If you have $n$ dice, with sides $a_1,\dots,a_n$, then the coefficient on $x^k$ of the polynomial $$ \prod_{i=1}^n \left( \frac{1}{a_i} \sum_{j=1}^{a_i} x^i \right) $$ yields the probability of a sum of $k$ with these dice.
Summing the appropriate values will give you the probability of a sum above a given value.
For example, if you have a three-sided, a four-sided, and a six-sided die, then we want to look at $$ \left(\frac{1}{3}\sum_{i=1}^3 x^i\right)\left(\frac{1}{4}\sum_{i=1}^4 x^i\right)\left(\frac{1}{6}\sum_{i=1}^6 x^i\right)=\frac{1}{72} x^{13} + \frac{1}{24} x^{12} + \frac{1}{12} x^{11} + \frac{1}{8} x^{10} + \frac{11}{72} x^9 + \frac{1}{6} x^8 + \frac{11}{72} x^7 + \frac{1}{8} x^6 + \frac{1}{12} x^5 + \frac{1}{24} x^4 + \frac{1}{72} x^3. $$ Then, for example, the probability that the sum is greater than $10$ is $\frac{1}{12}+\frac{1}{24}+\frac{1}{72}=\frac{5}{36}$.

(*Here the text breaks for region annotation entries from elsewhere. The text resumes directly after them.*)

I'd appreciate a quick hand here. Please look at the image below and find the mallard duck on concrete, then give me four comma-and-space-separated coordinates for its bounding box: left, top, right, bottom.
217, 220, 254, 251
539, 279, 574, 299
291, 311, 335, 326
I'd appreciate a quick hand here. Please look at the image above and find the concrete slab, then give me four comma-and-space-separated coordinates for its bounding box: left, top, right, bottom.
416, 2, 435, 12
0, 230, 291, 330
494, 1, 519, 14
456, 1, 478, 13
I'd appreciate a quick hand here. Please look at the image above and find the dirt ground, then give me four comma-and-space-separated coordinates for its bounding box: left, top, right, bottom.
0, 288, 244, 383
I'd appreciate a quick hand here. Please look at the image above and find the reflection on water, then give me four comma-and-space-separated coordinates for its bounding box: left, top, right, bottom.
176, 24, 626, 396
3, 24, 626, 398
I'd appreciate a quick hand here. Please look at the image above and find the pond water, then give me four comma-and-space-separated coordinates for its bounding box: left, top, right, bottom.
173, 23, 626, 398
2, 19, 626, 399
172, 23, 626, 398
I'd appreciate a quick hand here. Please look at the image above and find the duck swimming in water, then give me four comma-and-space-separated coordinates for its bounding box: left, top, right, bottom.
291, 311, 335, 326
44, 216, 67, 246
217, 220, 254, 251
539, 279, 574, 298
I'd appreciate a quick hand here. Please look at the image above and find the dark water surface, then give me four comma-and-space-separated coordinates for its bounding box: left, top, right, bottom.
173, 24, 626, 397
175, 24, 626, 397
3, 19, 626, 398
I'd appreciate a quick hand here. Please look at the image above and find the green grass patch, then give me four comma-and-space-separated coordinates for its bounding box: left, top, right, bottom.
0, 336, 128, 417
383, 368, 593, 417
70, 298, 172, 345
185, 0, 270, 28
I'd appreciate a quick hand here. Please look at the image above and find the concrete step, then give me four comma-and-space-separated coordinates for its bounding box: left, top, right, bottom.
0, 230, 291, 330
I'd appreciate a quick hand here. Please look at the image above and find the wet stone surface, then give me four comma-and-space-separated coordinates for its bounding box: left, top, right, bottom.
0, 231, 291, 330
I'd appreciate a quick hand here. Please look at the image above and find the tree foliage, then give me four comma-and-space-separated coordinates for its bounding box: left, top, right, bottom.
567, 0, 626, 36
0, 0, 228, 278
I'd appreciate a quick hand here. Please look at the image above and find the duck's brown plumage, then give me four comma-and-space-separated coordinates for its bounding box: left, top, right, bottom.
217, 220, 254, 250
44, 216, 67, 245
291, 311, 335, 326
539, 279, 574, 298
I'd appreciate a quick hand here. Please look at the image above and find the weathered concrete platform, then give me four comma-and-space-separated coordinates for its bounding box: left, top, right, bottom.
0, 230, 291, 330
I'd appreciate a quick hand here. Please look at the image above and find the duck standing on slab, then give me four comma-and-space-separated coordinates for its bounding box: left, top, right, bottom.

Another example. For the probability of throwing 9 or greater with two six-sided dice, we look at $$ \left(\frac{1}{6}\sum_{i=1}^6 x^i\right)\left(\frac{1}{6}\sum_{i=1}^6 x^i\right)=\frac{1}{36} x^{12} + \frac{1}{18} x^{11} + \frac{1}{12} x^{10} + \frac{1}{9} x^9 + \frac{5}{36} x^8 + \frac{1}{6} x^7 + \frac{5}{36} x^6 + \frac{1}{9} x^5 + \frac{1}{12} x^4 + \frac{1}{18} x^3 + \frac{1}{36} x^2 $$ Summing the coefficients on $x^9$, $x^{10}$, $x^{11}$, and $x^{12}$, we find the probability of throwing $9$ or higher is $\frac{5}{18}$.